Niall Crowley tells how this row came to a head when he was interviewed by Eamon Dunphy on Today FM's The Last Word in February 2001.
Dunphy was incensed by Niall Crowley's attitude and his response to critical articles. He cited HL Mencken, Myles na gCopaleen and Monty Python as examples of a satirical tradition that needed to be protected.
Reaching a crescendo of indignation, Dunphy eventually told the hapless equality czar: "We don't need f***ers like you telling us what we can do. It's savage. It's a savage world out there. You have no right to be monitoring it.''
Recalling the interview this week, Niall Crowley said: "I felt almost physically battered by his onslaught. So much so that I actually didn't take it in when he swore at me.
"People told me about it afterwards and then I realised what had happened.''
While columnists regularly blasted the equality boss, the Dunphy interview won him some sympathy. Terry Prone went against the consensus and declared that Ireland was one of the most unashamedly ageist countries in Europe.
Dunphy never apologised for his expletive-laden rant, but at the end of a less pugnacious radio interview some time later he told him: "You see, I can be nice.''
Niall Crowley says: "I think it is a good thing that we had a debate about issues such as ageism. The furore did die down and it was accepted that it was wrong. We took other cases and there wasn't such a big fuss about it.''
Crowley was to face similar battles over the rights of Travellers and regularly came into conflict with publicans who refused to serve them.
Supporting a blanket ban on Travellers in Irish pubs, Tadg O'Sullivan, chief executive of the Vintners' Federation of Ireland, said he would rather go to jail than have "VFI members and their families subjected to violence and terror by the Travelling community''.
Crowley took on the publicans, but enjoyed only partial success.

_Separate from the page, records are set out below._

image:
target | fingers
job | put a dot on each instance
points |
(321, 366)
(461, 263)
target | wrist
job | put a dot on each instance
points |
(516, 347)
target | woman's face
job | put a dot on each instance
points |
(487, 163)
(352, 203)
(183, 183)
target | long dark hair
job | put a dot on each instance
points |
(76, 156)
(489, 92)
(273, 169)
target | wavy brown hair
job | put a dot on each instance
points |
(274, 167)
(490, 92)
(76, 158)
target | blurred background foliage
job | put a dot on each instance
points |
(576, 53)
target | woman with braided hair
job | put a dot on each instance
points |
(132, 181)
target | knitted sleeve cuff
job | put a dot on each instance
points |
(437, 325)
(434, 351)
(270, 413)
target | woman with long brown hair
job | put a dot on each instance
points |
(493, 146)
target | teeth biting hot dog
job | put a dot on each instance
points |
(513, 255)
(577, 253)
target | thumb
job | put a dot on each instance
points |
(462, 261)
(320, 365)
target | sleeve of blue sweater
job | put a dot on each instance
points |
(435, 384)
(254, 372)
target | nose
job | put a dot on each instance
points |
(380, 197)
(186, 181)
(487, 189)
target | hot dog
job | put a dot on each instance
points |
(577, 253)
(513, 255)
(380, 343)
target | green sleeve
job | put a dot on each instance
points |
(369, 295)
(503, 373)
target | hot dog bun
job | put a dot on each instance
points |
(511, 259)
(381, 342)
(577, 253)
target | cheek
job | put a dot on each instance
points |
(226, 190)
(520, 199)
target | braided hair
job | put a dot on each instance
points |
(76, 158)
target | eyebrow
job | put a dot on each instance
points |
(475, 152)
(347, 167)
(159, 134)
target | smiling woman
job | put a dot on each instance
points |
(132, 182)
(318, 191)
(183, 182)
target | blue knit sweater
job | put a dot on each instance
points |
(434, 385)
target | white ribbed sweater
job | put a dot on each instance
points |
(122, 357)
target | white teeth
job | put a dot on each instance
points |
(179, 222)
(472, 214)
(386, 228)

If media battles raised his profile and made him a regular target, his conflicts with the Department of Justice, Equality and Law Reform, which presided over the Equality Authority, proved to be more detrimental.
As Minister for Justice, Michael McDowell was responsible for equality. But he said in an interview that a "dynamic liberal economy like ours demands flexibility and inequality in some respects to function'.'
Niall Crowley says: "It was a strange position to take for someone with responsibility for equality.''
In taking legal cases, the Equality Authority boss could find himself on the opposite side to the Department of Justice, and inevitably this led to tensions.
Niall Crowley saw up close the chaotic, costly and occasionally farcical government programme of decentralisation when he was told that his office would have to move to Roscrea.
None of his staff wanted to move to the Tipperary town and two-thirds of callers to the authority came from Dublin and the rest of Leinster.
"It did not seem to make much sense, because it would make our office less accessible and we were in danger of losing all our expertise.''
Niall Crowley tells how an advanced party of officials was eventually housed in temporary premises outside the town. The office was inaccessible to people with disabilities.
Ministers and local TDs proudly attended the launch of the new office in Roscrea, but it could not happen on site because people in wheelchairs could not get in.
When his budget was cut by 43 pc in the Budget of 2008, Niall Crowley lost any hope that he could carry out his work effectively and resigned.
"I suggested that the Equality Authority was being silenced for being an awkward witness to the equality and discrimination in our society.''
He was to be given even more insights into these inequalities when he signed on the dole. He now works as a consultant for various bodies and is writing an historical novel.
Would he consider a life in politics, which might be more suited to his temperament than bureaucracy? He smiles, as if holding back his intentions: "I'm not ruling anything out.''
Whatever they think of him, public officialdom may not have seen the back of Niall Crowley.
Empty Promises: Bringing the Equality Authority to Heel is published by A&A Farmar, €14.99.